In a previous blog, we outlined what the digital supply chain looks like in the Industry 4.0 era. To briefly recap, it is not just about operating digitally – communicating digitally, analysing data digitally, etc.
Instead, it is about connecting all elements in your supply chain in real-time, providing you with simultaneous and instant communication capabilities as well as real-time oversight of your supply chain’s component parts.
Why is this important? How will implementing digital supply chain technologies and processes improve your business?
What is Wrong with Current Supply Chain Management Processes?
Let’s first look at the problems that exist with current supply chain management processes. Those problems include:
- Poor visibility and oversight – you are likely to have limited access to data from the elements in your supply chain, and that data will not be in real-time. This lag in data access forces reactionary decision-making rather than predictive decision-making.
- Slow decision making – following on from the above point, the entire decision-making process operates slower than it should.

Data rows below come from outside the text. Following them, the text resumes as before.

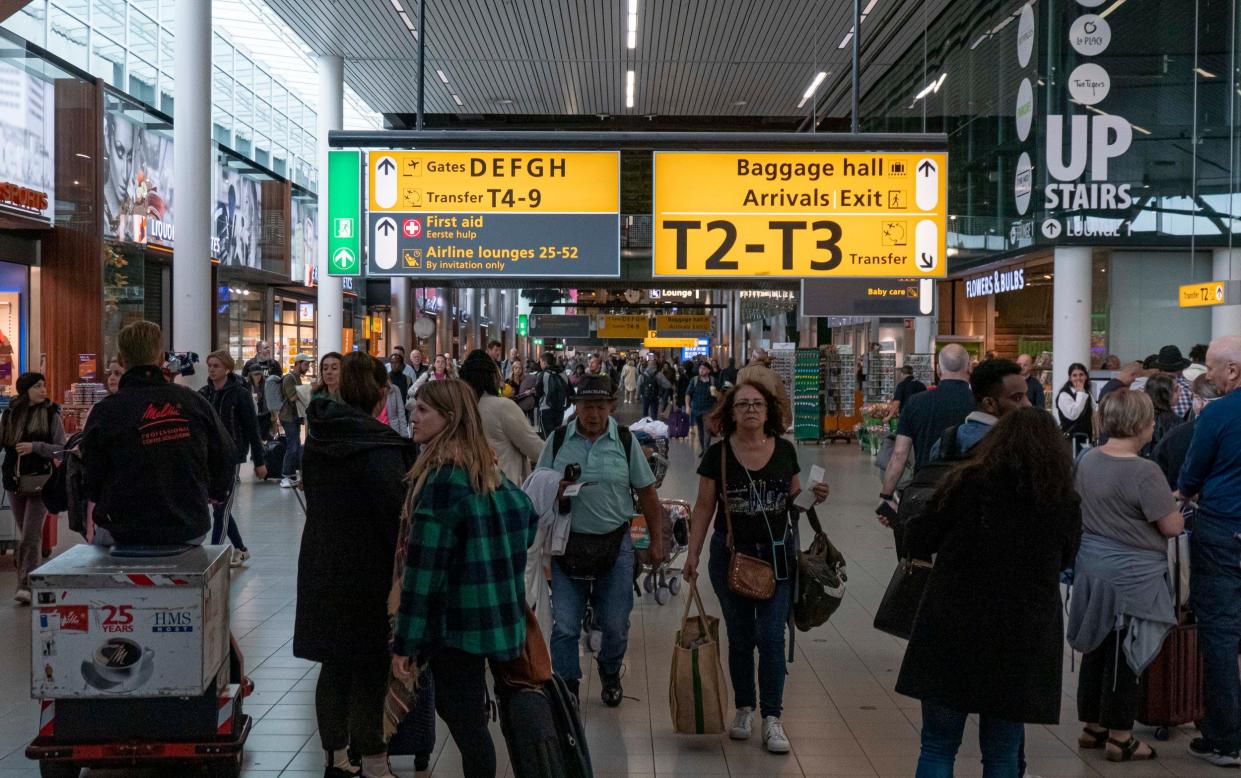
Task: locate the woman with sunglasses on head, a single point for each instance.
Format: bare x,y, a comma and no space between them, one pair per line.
748,480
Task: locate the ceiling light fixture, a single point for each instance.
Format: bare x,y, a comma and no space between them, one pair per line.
814,84
632,41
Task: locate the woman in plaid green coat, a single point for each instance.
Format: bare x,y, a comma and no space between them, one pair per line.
463,587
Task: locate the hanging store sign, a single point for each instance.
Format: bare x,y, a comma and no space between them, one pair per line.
880,297
622,326
806,215
1210,293
344,214
552,325
513,214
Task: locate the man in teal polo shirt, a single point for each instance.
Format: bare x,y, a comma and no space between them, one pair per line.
601,513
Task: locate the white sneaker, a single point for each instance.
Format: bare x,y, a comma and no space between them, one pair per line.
773,736
742,724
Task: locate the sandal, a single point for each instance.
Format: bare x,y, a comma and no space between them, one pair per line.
1092,738
1129,751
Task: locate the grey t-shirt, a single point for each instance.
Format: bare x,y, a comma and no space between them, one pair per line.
1122,499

- Lack of operational certainty – slow, reactionary decision-making creates operational uncertainty. Another contributing factor to this uncertainty is the lack of real-time oversight of elements in your supply chain.
- Unaligned objectives – the different elements in your supply chain will face different pressures and will have different priorities. For example, one stakeholder might underestimate capacity as it doesn’t want to fully commit what is available because bottlenecks in other parts of the supply chain in that past left its capacity unused.

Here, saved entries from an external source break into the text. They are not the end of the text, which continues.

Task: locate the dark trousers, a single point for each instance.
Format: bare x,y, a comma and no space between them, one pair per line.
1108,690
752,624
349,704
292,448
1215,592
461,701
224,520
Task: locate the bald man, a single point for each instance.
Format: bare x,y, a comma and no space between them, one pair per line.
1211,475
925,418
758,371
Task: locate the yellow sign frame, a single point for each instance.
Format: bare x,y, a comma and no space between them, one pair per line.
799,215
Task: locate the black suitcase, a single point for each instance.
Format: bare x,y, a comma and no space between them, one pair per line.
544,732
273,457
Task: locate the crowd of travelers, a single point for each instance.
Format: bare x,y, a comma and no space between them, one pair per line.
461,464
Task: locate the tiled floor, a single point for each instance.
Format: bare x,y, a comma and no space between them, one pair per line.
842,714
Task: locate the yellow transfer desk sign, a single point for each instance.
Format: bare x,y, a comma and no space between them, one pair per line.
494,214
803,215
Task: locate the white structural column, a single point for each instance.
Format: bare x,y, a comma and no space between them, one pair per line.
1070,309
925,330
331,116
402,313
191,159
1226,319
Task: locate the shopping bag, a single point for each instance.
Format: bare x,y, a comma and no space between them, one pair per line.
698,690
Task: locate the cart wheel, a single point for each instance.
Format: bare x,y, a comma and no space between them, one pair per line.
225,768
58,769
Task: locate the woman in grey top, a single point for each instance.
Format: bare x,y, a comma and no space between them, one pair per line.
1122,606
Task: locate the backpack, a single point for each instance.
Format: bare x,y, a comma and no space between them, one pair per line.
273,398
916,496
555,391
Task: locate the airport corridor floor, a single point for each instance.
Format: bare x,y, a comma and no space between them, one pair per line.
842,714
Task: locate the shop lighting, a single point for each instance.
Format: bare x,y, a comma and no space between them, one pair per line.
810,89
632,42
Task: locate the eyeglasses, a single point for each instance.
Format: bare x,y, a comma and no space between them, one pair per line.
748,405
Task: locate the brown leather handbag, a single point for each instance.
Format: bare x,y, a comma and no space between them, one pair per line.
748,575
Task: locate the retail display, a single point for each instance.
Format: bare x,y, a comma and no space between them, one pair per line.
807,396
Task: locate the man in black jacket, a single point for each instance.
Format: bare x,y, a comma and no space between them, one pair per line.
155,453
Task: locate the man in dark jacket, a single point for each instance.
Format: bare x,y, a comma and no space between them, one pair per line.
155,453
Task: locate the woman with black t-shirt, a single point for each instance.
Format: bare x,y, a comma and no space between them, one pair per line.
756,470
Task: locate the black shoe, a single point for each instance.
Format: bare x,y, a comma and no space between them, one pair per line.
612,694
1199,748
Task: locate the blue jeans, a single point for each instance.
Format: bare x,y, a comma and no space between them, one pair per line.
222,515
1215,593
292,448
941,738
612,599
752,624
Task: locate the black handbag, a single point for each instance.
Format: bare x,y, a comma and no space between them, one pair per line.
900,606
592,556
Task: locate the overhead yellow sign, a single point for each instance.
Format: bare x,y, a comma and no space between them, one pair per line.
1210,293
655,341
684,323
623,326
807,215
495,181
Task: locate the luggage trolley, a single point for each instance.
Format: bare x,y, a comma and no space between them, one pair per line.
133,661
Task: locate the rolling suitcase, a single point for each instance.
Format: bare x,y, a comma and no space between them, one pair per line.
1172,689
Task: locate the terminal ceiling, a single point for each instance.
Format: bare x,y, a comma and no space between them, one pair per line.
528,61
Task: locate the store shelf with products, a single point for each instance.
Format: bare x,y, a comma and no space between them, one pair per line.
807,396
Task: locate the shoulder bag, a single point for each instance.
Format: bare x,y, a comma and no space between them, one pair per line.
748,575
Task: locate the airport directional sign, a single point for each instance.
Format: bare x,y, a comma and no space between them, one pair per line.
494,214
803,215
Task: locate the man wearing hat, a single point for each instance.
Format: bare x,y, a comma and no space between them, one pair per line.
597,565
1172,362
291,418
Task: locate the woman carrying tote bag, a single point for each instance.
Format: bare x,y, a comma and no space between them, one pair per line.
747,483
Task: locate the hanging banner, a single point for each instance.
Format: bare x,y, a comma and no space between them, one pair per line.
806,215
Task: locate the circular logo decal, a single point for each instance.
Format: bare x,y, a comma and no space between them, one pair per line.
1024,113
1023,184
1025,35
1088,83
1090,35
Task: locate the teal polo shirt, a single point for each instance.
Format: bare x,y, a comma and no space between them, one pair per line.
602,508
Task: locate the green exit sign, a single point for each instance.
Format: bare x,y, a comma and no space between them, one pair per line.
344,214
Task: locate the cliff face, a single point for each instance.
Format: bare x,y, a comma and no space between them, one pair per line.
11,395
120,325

- Lack of trust between stakeholders – the above creates a lack of trust between stakeholders in the supply chain, where the various elements have competing priorities, i.e. their own interests and the interests of the supply chain/manufacturing operation.

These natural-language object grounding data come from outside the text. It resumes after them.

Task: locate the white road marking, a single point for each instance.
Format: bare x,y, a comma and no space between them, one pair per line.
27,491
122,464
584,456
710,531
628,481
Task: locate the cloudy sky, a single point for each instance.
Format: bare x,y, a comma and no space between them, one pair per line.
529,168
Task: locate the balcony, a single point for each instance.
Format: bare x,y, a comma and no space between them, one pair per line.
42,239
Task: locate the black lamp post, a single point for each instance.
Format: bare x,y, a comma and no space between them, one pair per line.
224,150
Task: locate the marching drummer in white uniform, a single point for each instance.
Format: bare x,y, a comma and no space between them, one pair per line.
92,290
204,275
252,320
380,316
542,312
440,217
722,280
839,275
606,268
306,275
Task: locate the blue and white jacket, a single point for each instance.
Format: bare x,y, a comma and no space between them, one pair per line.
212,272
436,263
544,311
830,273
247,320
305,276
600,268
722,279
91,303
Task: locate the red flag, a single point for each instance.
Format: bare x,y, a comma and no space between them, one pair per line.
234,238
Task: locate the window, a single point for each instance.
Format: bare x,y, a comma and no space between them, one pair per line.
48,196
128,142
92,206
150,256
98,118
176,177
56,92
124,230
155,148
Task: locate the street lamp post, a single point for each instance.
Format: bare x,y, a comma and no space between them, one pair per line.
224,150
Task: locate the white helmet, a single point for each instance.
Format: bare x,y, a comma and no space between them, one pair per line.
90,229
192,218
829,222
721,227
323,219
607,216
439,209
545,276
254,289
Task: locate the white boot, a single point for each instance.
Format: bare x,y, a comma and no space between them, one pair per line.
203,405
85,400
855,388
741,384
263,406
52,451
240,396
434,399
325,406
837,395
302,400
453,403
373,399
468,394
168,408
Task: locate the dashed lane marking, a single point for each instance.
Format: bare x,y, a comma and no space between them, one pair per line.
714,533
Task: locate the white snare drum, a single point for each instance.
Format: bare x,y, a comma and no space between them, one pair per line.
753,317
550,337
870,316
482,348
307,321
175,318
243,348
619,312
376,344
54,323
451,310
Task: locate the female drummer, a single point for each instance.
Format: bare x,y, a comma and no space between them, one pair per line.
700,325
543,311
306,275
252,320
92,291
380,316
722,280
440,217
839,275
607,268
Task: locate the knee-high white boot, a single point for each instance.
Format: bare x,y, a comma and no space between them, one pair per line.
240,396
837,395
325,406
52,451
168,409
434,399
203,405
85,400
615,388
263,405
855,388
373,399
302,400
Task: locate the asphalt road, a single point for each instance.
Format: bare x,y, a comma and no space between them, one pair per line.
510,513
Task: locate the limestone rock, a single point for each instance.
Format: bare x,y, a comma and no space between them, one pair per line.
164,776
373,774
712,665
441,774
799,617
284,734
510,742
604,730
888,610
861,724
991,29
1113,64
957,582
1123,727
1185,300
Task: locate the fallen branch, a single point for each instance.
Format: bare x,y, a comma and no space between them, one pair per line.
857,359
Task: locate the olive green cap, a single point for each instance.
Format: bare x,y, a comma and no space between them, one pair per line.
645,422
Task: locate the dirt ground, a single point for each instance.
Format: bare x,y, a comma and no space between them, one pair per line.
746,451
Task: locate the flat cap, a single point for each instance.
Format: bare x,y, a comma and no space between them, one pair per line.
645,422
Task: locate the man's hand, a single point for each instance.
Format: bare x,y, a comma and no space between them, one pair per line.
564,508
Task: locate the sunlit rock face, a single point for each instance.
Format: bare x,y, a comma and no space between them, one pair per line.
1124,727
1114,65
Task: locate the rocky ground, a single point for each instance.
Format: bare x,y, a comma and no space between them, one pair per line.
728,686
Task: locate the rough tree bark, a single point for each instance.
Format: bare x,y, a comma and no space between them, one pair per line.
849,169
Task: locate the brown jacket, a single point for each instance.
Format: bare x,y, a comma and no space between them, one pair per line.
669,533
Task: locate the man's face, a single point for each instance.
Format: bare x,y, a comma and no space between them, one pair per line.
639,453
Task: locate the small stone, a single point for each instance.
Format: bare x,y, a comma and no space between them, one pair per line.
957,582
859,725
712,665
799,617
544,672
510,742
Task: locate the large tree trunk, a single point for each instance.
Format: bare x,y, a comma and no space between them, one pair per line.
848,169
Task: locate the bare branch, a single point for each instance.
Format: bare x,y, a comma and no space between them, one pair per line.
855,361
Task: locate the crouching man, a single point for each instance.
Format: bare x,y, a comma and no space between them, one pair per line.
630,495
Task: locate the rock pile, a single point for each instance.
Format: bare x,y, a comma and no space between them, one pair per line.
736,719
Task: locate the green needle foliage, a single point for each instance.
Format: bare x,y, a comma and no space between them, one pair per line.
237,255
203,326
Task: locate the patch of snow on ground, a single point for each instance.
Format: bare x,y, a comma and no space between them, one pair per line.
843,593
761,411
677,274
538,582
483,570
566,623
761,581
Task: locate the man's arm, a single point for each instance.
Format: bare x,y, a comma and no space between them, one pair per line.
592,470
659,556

How the Digital Supply Chain Will Transform Supply Chain Management
For companies like us at SL Controls that work daily with Industry 4.0 technologies, we talk a lot about business transformation. Implementing Industry 4.0 technologies is, of course, an evolutionary process, but the solutions and systems that we implement are transformational.
This applies to the digital supply chain too. Below are some of the main ways the digital supply chain transforms manufacturing businesses.
- With fewer manual processes in the supply chain, accuracy and speed improve. This improves the service you provide to customers. For example, the digital supply chain is an important component to achieving batch-size-of-one operational capabilities.
- Predictive analytics, predictive maintenance, big data, and machine learning increases OEE and production uptime.
- The digital supply chain also enables predictive decision-making. Most manufacturing facilities currently look backward when analysing supply chain data. Companies with more advanced systems and processes have moved to a point where they have access to some real-time data. This is limited, however. Accurately predicting future outcomes and situations in the supply chain based on real-time data is the real game-changer, though. By moving to a digital supply chain and implementing other Industry 4.0 technologies, predictive data analysis is possible.
- With the digital supply chain, you can move away from repetitive tasks that generally do nothing more than keeping things ticking over in your supply chain. Instead, you can allocate resources to planning, strategy development, and performance improvement.
- The digital supply chain enables a more collaborative approach between different functions in your organisation as well as different elements in the supply chain. For example, the digital supply chain can align objectives and priorities while also increasing visibility and trust.
Moving Forward
The manufacturing operations that will remain competitive in the future will be those that move beyond the hybrid supply chain situation we have now, where there are digital components, but processes are manual and reactionary. The digital supply chain is the future.